Il Piave mormorava
Oggi è il 15 febbraio 2018. Sono a scuola e ho dato ai miei studenti un tema dal titolo brevissimo: “Racconta”. Mentre loro scrivono, anche io faccio come loro: scrivo.
Racconterò di mio padre, del suo compleanno e di un dettaglio della sua vita che non voglio perdere.
Tutti i papà hanno il loro fischio speciale, il loro richiamo speciale. Il loro modo di bussare, il loro modo di camminare. Il loro marchio sulla nostra vita. Crediamo di dimenticarcene, ma poi, nel buio, sentiamo un trillare di note e il nostro cuore si sente sollevato. E abbiamo di nuovo cinque anni: stiamo aspettando di udire i passi di papà. Pam Brown
Oggi mio padre avrebbe compiuto 97 anni.
L’anno scorso lo festeggiammo in allegria, con lui, nella cucina, in quella cucina che ci ha visto assieme per tanti anni. Portammo le pizze a casa e lui sembrò ringiovanire. Fu di un’allegria contagiosa, ma noi sapevamo che sarebbe stato l’ultimo compleanno con lui. Ma lui seppe trasformare quel momento in felicità allo stato puro.
Papà ormai non si alzava più, dovevamo accudirlo, non era autonomo. Ma sapeva sdrammatizzare le difficoltà.
La sua qualità era proprio questa: sdrammatizzare. Cogliere il lato felice della vita. Mai una venatura di pessimismo.

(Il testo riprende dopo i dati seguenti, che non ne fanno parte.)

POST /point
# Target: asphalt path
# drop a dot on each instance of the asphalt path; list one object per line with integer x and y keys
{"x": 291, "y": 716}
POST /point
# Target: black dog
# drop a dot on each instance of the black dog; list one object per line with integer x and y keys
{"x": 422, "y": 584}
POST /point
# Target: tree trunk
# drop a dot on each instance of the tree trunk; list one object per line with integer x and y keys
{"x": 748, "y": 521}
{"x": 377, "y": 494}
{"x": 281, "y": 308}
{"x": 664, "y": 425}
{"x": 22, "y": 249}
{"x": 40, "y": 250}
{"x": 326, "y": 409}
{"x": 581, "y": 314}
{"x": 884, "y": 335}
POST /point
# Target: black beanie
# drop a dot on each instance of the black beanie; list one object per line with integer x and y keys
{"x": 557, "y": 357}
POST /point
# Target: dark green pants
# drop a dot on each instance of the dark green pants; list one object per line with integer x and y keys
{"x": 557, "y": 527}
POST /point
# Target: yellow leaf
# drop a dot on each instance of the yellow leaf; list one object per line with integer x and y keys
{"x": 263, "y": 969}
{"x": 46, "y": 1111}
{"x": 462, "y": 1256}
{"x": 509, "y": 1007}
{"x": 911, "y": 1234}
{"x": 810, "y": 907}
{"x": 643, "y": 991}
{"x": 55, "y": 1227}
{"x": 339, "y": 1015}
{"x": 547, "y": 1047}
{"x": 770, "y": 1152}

Quella sera del suo novantaseiesimo compleanno eravamo tutti davanti alla sua poltrona: la mamma, Marinella, Giancarlo, Daniele, Maria Teresa.
Oggi non so come ricorderemo il compleanno di papà, non ne ho un’idea. Marinella ha fatto una donazione alla Casa di Anita, a Nairobi, la struttura che accoglie le bambine di strada creata da padre Kizito, il missionario comboniano con la barbona bianca e gli occhi luccicanti che papà aveva conosciuto venti anni fa. Da allora papà, non credente, ha sempre avuto un rapporto affettuoso con i missionari comboniani, tanto che li andammo a trovare a Bari, mangiando con loro. “Se rinasco mi faccio comboniano”, scherzava, e gli piaceva ricordare il modo comunitario con cui condividevano la mensa, pescando tutti dallo stesse pentolone.
Oggi non so come ricorderemo papà. Lo voglio ricordare con il suo modo di fischiettare.
Aveva due canzoni preferite, una romantica e una patriottica, che alternava a seconda dei momenti. “Parlami d’amore Mariù” era la canzone romantica della domenica, mentre si radeva la barba. Ma quando era ottimista e pieno di speranza ecco che fischiettava “Il Piave mormorava”, nonostante non fosse un amante delle canzoni di questo genere. Ma quando il Piave mormorava sapevamo, io e Marinella, che saremmo andati alla villa Peripato, o al mare, o in qualche bel posto. Sapevamo che avremmo messo i pattini per andare sul lungomare di Taranto, attenti sempre a non cadere. Rotelline marroni sul marciapiede grigio, con qualche mattonella sconnessa in agguato.
Lo specchio della sua anima era nel suo modo spensierato di fischiare e in quel momento noi non avevamo bisogno di chiedere a papà se fosse felice, perché lo era. E capivamo anche la sfumatura della sua felicità. E anche noi eravamo felici, perché papà sapeva trasferirci un senso sereno e semplice della vita. La sua domenica non era in chiesa ma con la mamma e con noi, i suoi bambini, sui pattini, o con il salvagente, o sulla barca a vela azzurra e blu, quel dinghy di legno comprato di seconda mano.
Oggi non so come ricorderemo papà, ma lui ci ricorda che è qui con noi, in questi piccoli ricordi e nel senso positivo, mai malinconico, della vita, quel senso positivo che ha saputo trasmettere alla mamma, a Marinella e forse anche a me.